NHRA - National Hot Rod Association

Phil Burkart Jr., Paul Smith honoring their shared Castronovo legacy at Indy

Funny Car racer Phil Burkart Jr. and Paul Smith are saluting former Funny Car owner Fred Castronovo on Smith’s Rock Batteries Funny Car at this weekend's Chevrolet Performance U.S. Nationals, a nod to their shared history with the Castronovo family.
30 Aug 2019
Phil Burgess, NHRA National Dragster Editor
Feature
Phil Burkart

As a car-obsessed teenager growing up in Utica. N.Y. in the early 1980s, Phil Burkart Jr. always gravitated to the town’s hot-rodding hotpot, the Custom Body Enterprises shop of the Castronovo brothers, who fielded a Funny Car, first driven by brother Phil and tuned by Fred, that was a mainstay of NHRA competition through two decades.

Burkart’s father did machine work for the Castronovos’ famed collision-repair shop so the impressionable youngster got to know the family well.

“The Custom Body shop was only three miles down the road from the us, and that’s where the Funny Car bug really got me,” said Burkart.

Dubbed “the Utica Flash,” the car was later driven by the likes of Rick Johnson, Bobby Hilton, Tom Prock, Tim Grose, Al Segrini, and Paul Smith, who drove the Castronovos’ Dodge Daytona to a second-place finish behind Mark Oswald in the 1985 IHRA Funny Car championship battle. The Custom Body car made its final outing at the 1987 U.S. Nationals with Segrini at the wheel.

All of this shared history comes full circle this weekend when Burkart saddles up in Smith’s Rock Batteries Funny Car, which bears a remembrance to Fred, who passed away in May, on its hood.

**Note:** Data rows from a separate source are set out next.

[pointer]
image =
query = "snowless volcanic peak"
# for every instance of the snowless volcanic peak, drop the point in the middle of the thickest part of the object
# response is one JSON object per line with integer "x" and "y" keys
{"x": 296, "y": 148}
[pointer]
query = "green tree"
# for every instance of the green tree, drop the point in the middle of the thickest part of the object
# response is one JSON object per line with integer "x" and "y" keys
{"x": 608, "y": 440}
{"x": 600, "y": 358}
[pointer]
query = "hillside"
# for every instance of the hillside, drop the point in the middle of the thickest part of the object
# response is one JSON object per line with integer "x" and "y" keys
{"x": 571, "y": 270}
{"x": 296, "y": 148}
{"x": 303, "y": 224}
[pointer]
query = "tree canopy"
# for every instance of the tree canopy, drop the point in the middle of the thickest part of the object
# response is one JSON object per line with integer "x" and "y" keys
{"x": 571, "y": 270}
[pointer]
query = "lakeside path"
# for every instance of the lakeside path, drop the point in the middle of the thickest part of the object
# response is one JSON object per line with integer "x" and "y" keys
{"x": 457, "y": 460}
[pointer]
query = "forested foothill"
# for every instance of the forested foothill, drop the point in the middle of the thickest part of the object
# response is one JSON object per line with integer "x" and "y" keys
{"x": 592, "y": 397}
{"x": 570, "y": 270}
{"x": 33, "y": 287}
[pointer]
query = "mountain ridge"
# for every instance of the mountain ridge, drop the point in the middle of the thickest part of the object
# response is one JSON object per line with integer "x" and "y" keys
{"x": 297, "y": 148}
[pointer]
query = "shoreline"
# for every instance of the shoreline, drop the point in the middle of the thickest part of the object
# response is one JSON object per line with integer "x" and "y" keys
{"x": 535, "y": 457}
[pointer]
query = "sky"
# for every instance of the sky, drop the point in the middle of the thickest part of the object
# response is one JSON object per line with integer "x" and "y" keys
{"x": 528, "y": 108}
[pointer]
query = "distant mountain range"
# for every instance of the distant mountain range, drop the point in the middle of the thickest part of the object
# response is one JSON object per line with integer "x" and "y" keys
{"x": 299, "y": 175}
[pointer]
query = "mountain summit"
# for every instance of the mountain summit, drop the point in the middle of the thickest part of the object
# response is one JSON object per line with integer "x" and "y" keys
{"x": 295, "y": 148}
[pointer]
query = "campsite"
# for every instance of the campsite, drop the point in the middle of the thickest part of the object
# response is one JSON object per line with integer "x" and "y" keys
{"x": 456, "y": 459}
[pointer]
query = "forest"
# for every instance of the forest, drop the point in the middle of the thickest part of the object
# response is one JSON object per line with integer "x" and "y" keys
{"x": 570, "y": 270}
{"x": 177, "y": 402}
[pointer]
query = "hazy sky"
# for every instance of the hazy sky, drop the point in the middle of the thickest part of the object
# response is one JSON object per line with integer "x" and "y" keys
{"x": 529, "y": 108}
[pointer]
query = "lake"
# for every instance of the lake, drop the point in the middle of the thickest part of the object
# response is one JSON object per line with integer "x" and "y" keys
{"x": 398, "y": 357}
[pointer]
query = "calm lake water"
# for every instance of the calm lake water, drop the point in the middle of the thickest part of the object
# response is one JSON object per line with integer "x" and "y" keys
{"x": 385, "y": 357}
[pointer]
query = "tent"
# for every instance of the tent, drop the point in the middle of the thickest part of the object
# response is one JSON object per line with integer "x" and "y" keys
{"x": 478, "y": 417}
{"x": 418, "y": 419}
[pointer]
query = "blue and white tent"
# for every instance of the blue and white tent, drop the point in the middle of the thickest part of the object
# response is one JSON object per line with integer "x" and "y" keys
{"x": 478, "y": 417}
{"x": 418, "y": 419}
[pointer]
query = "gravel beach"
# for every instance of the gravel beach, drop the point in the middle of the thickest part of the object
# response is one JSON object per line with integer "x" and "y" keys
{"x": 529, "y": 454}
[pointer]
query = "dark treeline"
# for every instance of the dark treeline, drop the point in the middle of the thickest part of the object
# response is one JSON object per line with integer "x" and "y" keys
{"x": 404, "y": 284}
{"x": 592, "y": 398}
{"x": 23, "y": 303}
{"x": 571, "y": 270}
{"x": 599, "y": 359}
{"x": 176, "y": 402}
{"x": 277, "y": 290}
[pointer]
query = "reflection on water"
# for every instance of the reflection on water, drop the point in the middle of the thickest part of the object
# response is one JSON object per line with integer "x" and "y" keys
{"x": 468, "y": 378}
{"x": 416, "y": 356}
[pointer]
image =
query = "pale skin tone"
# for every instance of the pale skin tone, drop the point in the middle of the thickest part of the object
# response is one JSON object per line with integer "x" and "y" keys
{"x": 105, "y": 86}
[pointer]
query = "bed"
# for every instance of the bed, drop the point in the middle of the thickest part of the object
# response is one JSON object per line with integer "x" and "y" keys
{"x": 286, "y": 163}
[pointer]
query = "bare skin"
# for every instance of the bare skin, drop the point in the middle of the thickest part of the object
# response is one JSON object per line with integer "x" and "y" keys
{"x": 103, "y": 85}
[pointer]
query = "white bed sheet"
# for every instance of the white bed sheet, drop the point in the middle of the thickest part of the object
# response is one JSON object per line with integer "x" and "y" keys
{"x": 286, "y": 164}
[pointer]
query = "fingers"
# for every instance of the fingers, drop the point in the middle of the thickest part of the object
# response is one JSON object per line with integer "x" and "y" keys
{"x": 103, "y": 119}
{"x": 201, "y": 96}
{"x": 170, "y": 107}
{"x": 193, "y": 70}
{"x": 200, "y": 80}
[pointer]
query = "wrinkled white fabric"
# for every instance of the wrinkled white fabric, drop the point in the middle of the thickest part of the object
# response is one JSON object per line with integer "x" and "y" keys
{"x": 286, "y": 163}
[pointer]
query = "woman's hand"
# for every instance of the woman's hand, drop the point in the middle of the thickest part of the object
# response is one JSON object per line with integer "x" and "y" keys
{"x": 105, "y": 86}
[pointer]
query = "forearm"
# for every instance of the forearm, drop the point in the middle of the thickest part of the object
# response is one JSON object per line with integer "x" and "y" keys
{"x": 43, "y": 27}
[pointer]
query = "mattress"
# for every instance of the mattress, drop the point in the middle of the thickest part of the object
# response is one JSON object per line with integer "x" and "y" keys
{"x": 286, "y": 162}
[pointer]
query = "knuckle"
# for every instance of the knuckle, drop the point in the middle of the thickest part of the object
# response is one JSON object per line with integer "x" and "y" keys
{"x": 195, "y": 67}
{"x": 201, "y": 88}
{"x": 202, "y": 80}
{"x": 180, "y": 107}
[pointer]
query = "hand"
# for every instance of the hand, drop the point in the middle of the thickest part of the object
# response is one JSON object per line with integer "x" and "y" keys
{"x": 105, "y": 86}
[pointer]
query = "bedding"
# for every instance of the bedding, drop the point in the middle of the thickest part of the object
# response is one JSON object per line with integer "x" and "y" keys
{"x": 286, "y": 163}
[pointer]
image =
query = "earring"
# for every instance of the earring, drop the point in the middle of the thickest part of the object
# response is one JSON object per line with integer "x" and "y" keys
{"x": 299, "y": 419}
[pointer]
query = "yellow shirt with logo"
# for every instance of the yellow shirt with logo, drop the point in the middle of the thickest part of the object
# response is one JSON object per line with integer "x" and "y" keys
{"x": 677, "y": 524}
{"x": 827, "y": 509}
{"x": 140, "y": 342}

Burkart, who still lives in Utica where he runs the engine and speed shop his father founded, didn’t get into a Funny Car right away, starting out with a nine-second rear-engined dragster, but that was followed by his first flopper, a carbureted, gas-burning ’72 Camaro-bodied. He eventually moved into the Top Alcohol Funny Car ranks in 1991 and then into nitro Funny Car in 1998, licensing in Smith’s Drag Racing School car. Burkart, who drove the second Worsham Racing/Checker-Schuck’s-Kragen Funny Car from 2004-06, winning three of his four Wallys with them, and has become a reliable part-time and fill-in driver, most notably being John Force’s hand-picked substitute following Force’s season-ending injury in late 2007. Earlier this year he drove Robert Schwab’s entry at the season’s first three events.

Smith, who has been racing Funny Cars since the 1970s, first as a driver – he was the NHRA championship runner-up in NHRA in 1974 --  has become a reliable mentor and/or tuner for a number of drivers, including, Johnny Gray, Todd Paton, Jeff Arend, and most recently, Blake Alexander, and his own sons, Mike and John. John was originally scheduled to drive the family car this weekend but instead will concentrate his efforts on tuning Justin Schriefer’s Funny Car.

It’s Smith’s first time racing at Indy since 2016, but his past successes give him a lot of optimism. In 2015, he and Alexander upset Jack Beckman in round one and the following year Dave Richards’ Smith-tuned car upset Beckman as well in round one.

“I love this race,” said Smith. “It’s Indy, the biggest race there is. You’re proud to race here. My sons are both here [Mike will help tune for Burkart] and my grandkids are here; it’s just a great weekend for us. I’ve got plenty of parts and the help of my good buddy, Steve Earwood and Rock Batteries. We’re looking forward to this weekend.”